The following base packages are required to run the repository:

First Steps

This repository contains code for running repeatable experiments on the utility of various subsets of raw feature state for value approximation. We have provided 4 notebooks to run repeatable expirements for this environment:

  • run_hearts.ipynb Executable for the grader / reader to run, this will showcase the performance of our best models. Run this from the root directory of the repo -- jupyter notebook run_hearts.ipynb. Make sure requirements are installed. May be easiest on a conda installation.

  • simple.ipynb trains and tests linear value function approximation using monte carlo rollouts

  • mlp.ipynb trains and tests non linear value function approximation with a Neural Network using monte carlo rollouts with a configurable feature set

  • reinforce.ipynb trains and test a multi layer perception network using the policy gradient algorithm REINFORCE.

Repository Structure

.
├── gymhearts               # Agents and Environment 
|   ├── Agent
|   ├── Hearts
|
├── model_zoo               # Saved trained models from experiments
|   ├── feature_study_models
|   ├── linear_v_nonlinear_models
|   ├── policy_grad_models
|
├── writeup                 # Paper and data from expirements                   
├── LICENSE
└── README.md

Gymhearts

Contains the OpenAI gym environment code as well as the logic for various agents implemented

Agent

Agent folder contains a variety of agents for playing the game of Hearts, includes human players, linear value approximation agent, nonlinear value apporximation agent, policy gradient agents, and a random agent which serves as a baseline for comparisson and training.

Hearts

Hearts contains the code for the game environment (see https://github.com/zmcx16/OpenAI-Gym-Hearts), with minor modifications to environment rendering and valid moves.

Model Zoo

Directory containing the saved models from experiments. These can be loaded and evaluated using the notebooks provided

feature_study_models

This directory contains models from the study on combinations of raw features and agent performance. The numbers following file names correspond to the different features used, with these numbers corresponding to: [in_hand, in_play, played_cards, won_cards, scores] using one based indexing.

linear_v_nonlinear_models

These models correspond to the models trained in using only in_hand set of raw features for both a linear (simple dot product) and nonlinear (neural network).
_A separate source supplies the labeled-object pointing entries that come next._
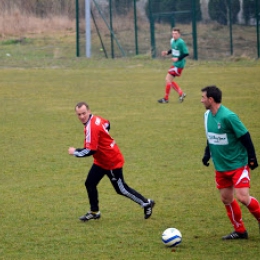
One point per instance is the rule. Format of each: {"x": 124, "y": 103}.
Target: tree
{"x": 219, "y": 10}
{"x": 162, "y": 7}
{"x": 249, "y": 8}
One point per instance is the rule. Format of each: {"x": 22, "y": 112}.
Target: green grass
{"x": 42, "y": 187}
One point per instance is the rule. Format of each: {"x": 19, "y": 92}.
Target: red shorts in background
{"x": 238, "y": 178}
{"x": 174, "y": 71}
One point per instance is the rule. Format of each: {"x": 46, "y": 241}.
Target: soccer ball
{"x": 171, "y": 237}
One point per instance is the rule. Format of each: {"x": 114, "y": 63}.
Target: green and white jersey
{"x": 179, "y": 48}
{"x": 223, "y": 131}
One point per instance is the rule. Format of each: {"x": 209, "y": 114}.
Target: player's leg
{"x": 242, "y": 180}
{"x": 224, "y": 183}
{"x": 93, "y": 178}
{"x": 168, "y": 85}
{"x": 234, "y": 213}
{"x": 117, "y": 180}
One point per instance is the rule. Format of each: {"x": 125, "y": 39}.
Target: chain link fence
{"x": 212, "y": 29}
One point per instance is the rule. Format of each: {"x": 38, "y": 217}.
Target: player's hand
{"x": 205, "y": 160}
{"x": 164, "y": 53}
{"x": 71, "y": 150}
{"x": 252, "y": 163}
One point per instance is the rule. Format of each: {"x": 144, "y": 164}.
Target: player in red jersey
{"x": 108, "y": 160}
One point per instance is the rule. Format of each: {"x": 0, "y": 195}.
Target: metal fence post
{"x": 194, "y": 29}
{"x": 153, "y": 48}
{"x": 257, "y": 17}
{"x": 230, "y": 27}
{"x": 77, "y": 28}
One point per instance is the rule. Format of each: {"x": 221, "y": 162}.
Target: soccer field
{"x": 42, "y": 187}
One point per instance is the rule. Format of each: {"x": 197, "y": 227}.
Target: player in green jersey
{"x": 232, "y": 151}
{"x": 178, "y": 51}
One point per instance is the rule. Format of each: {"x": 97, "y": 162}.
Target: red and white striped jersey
{"x": 97, "y": 138}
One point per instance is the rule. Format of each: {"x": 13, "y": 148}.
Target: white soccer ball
{"x": 171, "y": 237}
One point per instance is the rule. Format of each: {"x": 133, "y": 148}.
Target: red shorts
{"x": 174, "y": 71}
{"x": 238, "y": 178}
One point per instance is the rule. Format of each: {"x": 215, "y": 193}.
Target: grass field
{"x": 42, "y": 187}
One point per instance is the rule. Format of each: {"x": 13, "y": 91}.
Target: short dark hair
{"x": 214, "y": 92}
{"x": 176, "y": 30}
{"x": 82, "y": 103}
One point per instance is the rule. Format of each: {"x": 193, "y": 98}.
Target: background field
{"x": 42, "y": 187}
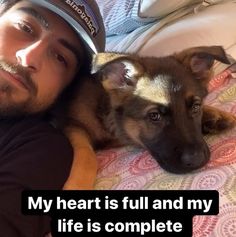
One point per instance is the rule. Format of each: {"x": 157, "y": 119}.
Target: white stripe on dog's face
{"x": 156, "y": 90}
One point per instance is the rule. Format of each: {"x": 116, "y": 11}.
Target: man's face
{"x": 38, "y": 59}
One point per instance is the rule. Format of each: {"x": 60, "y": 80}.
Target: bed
{"x": 154, "y": 30}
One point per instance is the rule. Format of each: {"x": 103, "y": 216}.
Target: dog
{"x": 155, "y": 103}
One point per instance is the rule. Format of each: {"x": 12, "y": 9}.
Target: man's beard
{"x": 9, "y": 108}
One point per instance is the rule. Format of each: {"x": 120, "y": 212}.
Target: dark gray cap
{"x": 83, "y": 16}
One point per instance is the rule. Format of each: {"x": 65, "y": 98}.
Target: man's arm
{"x": 37, "y": 158}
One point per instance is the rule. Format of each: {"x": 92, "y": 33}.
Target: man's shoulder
{"x": 33, "y": 149}
{"x": 30, "y": 127}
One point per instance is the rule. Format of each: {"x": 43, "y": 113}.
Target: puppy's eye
{"x": 196, "y": 107}
{"x": 154, "y": 116}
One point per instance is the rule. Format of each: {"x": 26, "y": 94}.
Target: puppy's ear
{"x": 101, "y": 59}
{"x": 200, "y": 60}
{"x": 120, "y": 73}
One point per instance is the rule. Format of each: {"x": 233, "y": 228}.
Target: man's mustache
{"x": 20, "y": 71}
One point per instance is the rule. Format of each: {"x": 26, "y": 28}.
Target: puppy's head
{"x": 157, "y": 102}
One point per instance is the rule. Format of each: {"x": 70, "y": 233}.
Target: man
{"x": 43, "y": 46}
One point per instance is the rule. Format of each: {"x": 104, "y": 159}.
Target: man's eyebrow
{"x": 75, "y": 50}
{"x": 42, "y": 20}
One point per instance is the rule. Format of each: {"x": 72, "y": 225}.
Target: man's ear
{"x": 201, "y": 59}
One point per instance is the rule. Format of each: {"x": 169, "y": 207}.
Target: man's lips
{"x": 15, "y": 79}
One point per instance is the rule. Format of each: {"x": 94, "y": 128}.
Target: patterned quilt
{"x": 134, "y": 169}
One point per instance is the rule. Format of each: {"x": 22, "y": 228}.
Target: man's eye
{"x": 25, "y": 27}
{"x": 61, "y": 59}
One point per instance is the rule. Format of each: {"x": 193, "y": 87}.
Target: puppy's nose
{"x": 193, "y": 159}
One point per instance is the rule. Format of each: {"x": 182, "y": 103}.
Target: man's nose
{"x": 31, "y": 56}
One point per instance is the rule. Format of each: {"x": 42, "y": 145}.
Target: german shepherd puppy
{"x": 155, "y": 103}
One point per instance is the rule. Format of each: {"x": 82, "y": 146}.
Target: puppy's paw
{"x": 215, "y": 121}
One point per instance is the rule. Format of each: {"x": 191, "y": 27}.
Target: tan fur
{"x": 93, "y": 121}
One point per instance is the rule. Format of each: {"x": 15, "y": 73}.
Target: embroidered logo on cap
{"x": 85, "y": 13}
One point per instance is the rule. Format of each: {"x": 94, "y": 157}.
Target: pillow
{"x": 121, "y": 16}
{"x": 161, "y": 8}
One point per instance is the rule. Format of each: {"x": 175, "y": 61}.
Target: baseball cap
{"x": 83, "y": 16}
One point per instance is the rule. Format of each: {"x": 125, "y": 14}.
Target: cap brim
{"x": 73, "y": 23}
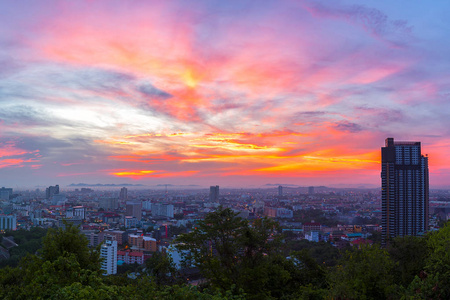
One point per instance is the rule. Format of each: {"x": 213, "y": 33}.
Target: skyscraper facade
{"x": 51, "y": 190}
{"x": 214, "y": 193}
{"x": 123, "y": 194}
{"x": 405, "y": 189}
{"x": 134, "y": 209}
{"x": 108, "y": 253}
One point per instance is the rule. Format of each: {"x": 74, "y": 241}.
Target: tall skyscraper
{"x": 405, "y": 189}
{"x": 214, "y": 193}
{"x": 123, "y": 194}
{"x": 108, "y": 253}
{"x": 51, "y": 190}
{"x": 134, "y": 209}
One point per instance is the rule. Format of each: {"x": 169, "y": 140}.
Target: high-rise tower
{"x": 214, "y": 193}
{"x": 405, "y": 189}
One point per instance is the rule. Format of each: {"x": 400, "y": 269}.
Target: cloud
{"x": 152, "y": 92}
{"x": 374, "y": 21}
{"x": 105, "y": 184}
{"x": 347, "y": 126}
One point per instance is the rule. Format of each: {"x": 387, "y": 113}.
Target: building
{"x": 79, "y": 212}
{"x": 5, "y": 193}
{"x": 145, "y": 243}
{"x": 214, "y": 193}
{"x": 119, "y": 236}
{"x": 123, "y": 196}
{"x": 130, "y": 257}
{"x": 278, "y": 212}
{"x": 404, "y": 189}
{"x": 108, "y": 254}
{"x": 165, "y": 210}
{"x": 108, "y": 203}
{"x": 134, "y": 209}
{"x": 8, "y": 222}
{"x": 51, "y": 190}
{"x": 130, "y": 222}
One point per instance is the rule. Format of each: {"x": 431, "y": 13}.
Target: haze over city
{"x": 233, "y": 93}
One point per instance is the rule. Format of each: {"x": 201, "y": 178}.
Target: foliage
{"x": 363, "y": 274}
{"x": 236, "y": 255}
{"x": 29, "y": 241}
{"x": 162, "y": 268}
{"x": 68, "y": 240}
{"x": 434, "y": 281}
{"x": 409, "y": 253}
{"x": 411, "y": 268}
{"x": 324, "y": 253}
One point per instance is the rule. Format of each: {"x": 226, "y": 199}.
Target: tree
{"x": 162, "y": 268}
{"x": 214, "y": 246}
{"x": 246, "y": 257}
{"x": 69, "y": 240}
{"x": 410, "y": 254}
{"x": 363, "y": 274}
{"x": 434, "y": 281}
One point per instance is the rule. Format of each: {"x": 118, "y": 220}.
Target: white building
{"x": 8, "y": 222}
{"x": 313, "y": 236}
{"x": 165, "y": 210}
{"x": 108, "y": 253}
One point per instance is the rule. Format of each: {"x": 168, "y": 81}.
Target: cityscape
{"x": 224, "y": 150}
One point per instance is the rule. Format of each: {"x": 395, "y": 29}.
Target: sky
{"x": 234, "y": 93}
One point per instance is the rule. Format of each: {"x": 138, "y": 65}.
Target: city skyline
{"x": 235, "y": 93}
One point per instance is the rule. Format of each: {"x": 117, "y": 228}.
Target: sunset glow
{"x": 230, "y": 93}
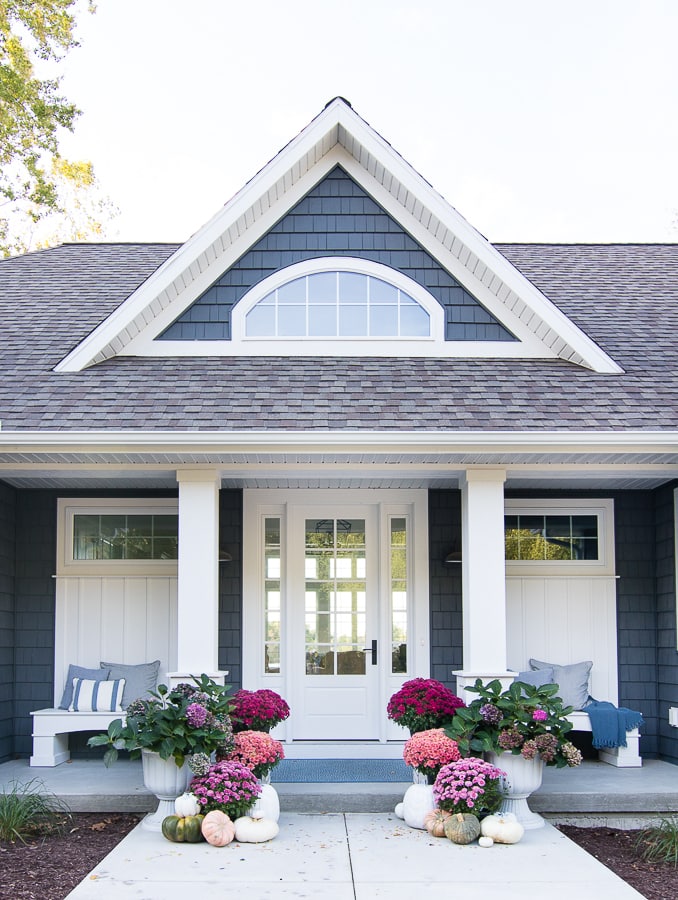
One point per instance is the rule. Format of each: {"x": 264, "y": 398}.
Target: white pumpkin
{"x": 250, "y": 830}
{"x": 503, "y": 828}
{"x": 186, "y": 805}
{"x": 267, "y": 804}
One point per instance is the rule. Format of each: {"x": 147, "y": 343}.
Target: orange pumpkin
{"x": 217, "y": 828}
{"x": 434, "y": 822}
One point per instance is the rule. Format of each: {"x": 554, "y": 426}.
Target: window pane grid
{"x": 272, "y": 596}
{"x": 338, "y": 304}
{"x": 125, "y": 537}
{"x": 551, "y": 537}
{"x": 335, "y": 596}
{"x": 399, "y": 593}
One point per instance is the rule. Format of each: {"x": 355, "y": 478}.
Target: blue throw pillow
{"x": 100, "y": 674}
{"x": 139, "y": 680}
{"x": 573, "y": 681}
{"x": 538, "y": 678}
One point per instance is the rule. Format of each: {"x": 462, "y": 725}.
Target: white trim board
{"x": 338, "y": 136}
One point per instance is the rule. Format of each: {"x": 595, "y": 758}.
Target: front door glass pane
{"x": 335, "y": 592}
{"x": 399, "y": 592}
{"x": 272, "y": 596}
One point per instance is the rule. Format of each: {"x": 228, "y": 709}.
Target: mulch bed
{"x": 48, "y": 868}
{"x": 616, "y": 849}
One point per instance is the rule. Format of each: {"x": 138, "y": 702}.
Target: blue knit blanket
{"x": 609, "y": 723}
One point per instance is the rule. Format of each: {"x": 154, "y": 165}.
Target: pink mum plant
{"x": 427, "y": 751}
{"x": 257, "y": 750}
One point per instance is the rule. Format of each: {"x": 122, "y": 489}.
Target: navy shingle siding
{"x": 7, "y": 555}
{"x": 337, "y": 218}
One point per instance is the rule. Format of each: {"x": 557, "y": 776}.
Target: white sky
{"x": 553, "y": 120}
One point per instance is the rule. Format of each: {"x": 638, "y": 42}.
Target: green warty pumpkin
{"x": 183, "y": 829}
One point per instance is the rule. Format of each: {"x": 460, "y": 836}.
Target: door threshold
{"x": 344, "y": 749}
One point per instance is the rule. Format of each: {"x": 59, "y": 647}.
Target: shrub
{"x": 659, "y": 843}
{"x": 27, "y": 809}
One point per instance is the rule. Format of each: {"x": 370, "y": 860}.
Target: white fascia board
{"x": 480, "y": 247}
{"x": 309, "y": 155}
{"x": 201, "y": 242}
{"x": 324, "y": 441}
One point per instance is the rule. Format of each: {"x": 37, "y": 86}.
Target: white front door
{"x": 335, "y": 612}
{"x": 334, "y": 615}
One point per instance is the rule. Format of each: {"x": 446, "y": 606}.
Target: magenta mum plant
{"x": 228, "y": 786}
{"x": 422, "y": 704}
{"x": 257, "y": 710}
{"x": 468, "y": 785}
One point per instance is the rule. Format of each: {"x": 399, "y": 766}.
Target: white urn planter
{"x": 167, "y": 781}
{"x": 417, "y": 802}
{"x": 523, "y": 777}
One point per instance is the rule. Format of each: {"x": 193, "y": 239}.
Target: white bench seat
{"x": 623, "y": 757}
{"x": 51, "y": 728}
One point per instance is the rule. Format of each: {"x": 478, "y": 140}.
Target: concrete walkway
{"x": 351, "y": 856}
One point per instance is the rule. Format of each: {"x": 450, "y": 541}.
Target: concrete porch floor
{"x": 591, "y": 795}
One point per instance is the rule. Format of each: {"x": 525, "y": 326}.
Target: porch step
{"x": 593, "y": 794}
{"x": 330, "y": 771}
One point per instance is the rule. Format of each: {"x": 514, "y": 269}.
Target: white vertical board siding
{"x": 129, "y": 619}
{"x": 565, "y": 620}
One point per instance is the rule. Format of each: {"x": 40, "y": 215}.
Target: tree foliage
{"x": 36, "y": 182}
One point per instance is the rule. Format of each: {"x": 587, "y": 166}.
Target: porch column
{"x": 483, "y": 578}
{"x": 198, "y": 580}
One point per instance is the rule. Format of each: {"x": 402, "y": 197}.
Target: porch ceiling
{"x": 133, "y": 461}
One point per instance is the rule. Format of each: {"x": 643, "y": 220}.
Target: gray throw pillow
{"x": 537, "y": 678}
{"x": 572, "y": 680}
{"x": 140, "y": 680}
{"x": 100, "y": 674}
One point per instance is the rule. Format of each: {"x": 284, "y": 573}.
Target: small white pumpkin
{"x": 186, "y": 805}
{"x": 503, "y": 828}
{"x": 250, "y": 830}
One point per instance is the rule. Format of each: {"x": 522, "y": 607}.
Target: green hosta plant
{"x": 523, "y": 719}
{"x": 186, "y": 721}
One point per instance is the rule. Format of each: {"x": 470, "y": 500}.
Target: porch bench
{"x": 623, "y": 757}
{"x": 51, "y": 728}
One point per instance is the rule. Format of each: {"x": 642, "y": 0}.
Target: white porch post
{"x": 198, "y": 575}
{"x": 483, "y": 578}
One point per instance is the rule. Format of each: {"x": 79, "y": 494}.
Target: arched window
{"x": 337, "y": 304}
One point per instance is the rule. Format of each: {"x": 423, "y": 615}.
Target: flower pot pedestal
{"x": 167, "y": 781}
{"x": 523, "y": 777}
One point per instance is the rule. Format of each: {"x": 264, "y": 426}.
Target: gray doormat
{"x": 327, "y": 771}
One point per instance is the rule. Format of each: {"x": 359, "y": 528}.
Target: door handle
{"x": 373, "y": 651}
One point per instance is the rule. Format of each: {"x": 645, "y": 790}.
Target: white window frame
{"x": 602, "y": 509}
{"x": 68, "y": 508}
{"x": 331, "y": 345}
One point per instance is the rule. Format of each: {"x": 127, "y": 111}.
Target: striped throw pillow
{"x": 97, "y": 696}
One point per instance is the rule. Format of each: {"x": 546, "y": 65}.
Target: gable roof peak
{"x": 338, "y": 136}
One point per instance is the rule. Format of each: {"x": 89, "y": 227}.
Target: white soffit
{"x": 338, "y": 136}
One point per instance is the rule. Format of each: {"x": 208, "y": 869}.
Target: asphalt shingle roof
{"x": 625, "y": 297}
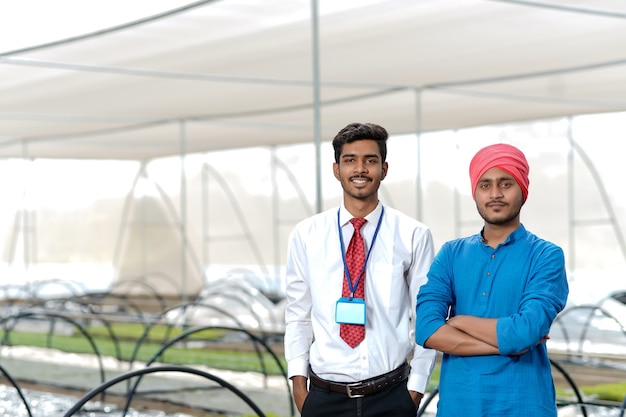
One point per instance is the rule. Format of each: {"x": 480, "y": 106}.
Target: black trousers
{"x": 394, "y": 401}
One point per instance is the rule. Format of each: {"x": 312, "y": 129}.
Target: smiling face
{"x": 360, "y": 170}
{"x": 498, "y": 198}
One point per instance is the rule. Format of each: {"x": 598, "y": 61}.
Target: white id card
{"x": 350, "y": 311}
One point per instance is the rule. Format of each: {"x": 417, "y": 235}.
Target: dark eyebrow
{"x": 352, "y": 155}
{"x": 507, "y": 178}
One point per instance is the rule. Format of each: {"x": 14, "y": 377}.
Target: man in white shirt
{"x": 385, "y": 373}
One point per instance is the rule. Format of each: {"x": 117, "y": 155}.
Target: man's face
{"x": 360, "y": 169}
{"x": 498, "y": 197}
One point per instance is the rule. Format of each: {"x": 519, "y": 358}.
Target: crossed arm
{"x": 466, "y": 336}
{"x": 469, "y": 336}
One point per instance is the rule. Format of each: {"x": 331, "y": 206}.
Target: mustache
{"x": 498, "y": 202}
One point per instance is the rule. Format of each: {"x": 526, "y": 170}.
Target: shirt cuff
{"x": 298, "y": 367}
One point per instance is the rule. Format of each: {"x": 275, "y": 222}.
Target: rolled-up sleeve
{"x": 433, "y": 299}
{"x": 544, "y": 297}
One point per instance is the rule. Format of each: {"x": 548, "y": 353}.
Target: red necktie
{"x": 353, "y": 334}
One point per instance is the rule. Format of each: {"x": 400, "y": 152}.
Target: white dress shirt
{"x": 397, "y": 267}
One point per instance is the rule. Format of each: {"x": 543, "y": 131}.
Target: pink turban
{"x": 505, "y": 157}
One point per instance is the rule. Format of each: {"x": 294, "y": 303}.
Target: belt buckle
{"x": 349, "y": 391}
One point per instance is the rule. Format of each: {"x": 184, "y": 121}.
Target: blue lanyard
{"x": 343, "y": 252}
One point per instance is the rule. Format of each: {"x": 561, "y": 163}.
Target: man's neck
{"x": 494, "y": 235}
{"x": 360, "y": 208}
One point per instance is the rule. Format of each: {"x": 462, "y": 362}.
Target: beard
{"x": 500, "y": 219}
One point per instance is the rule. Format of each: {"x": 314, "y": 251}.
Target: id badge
{"x": 350, "y": 311}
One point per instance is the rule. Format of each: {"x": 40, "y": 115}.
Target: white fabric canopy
{"x": 239, "y": 73}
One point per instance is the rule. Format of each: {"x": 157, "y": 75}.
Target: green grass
{"x": 190, "y": 351}
{"x": 209, "y": 354}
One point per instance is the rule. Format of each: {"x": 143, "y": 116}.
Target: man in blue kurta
{"x": 490, "y": 300}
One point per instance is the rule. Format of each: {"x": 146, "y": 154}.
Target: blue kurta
{"x": 522, "y": 283}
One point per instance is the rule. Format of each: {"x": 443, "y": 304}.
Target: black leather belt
{"x": 363, "y": 388}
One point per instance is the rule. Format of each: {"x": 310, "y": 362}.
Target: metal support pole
{"x": 317, "y": 130}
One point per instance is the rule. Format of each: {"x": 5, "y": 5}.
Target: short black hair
{"x": 360, "y": 131}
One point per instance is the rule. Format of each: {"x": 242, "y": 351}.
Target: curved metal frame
{"x": 165, "y": 368}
This folder contains the weights for the linear model, as well as the saved model for the neural network, trained for 10_000 epochs

policy_grad_models

This directory store the models trained using the REINFORCE algorithm, following the naming convention in feature_study_models.

reinforce_alpha_study

This directory stores the models from our learning rate study of the REINFORCE with baseline method.

mc_simple

Stores the best model from our simple mc function approximator

Writeup

This folder contains a report on the construction and findings of our experiments

Data

Raw data from experiments

License:

This project is licensed under the terms of the MIT license.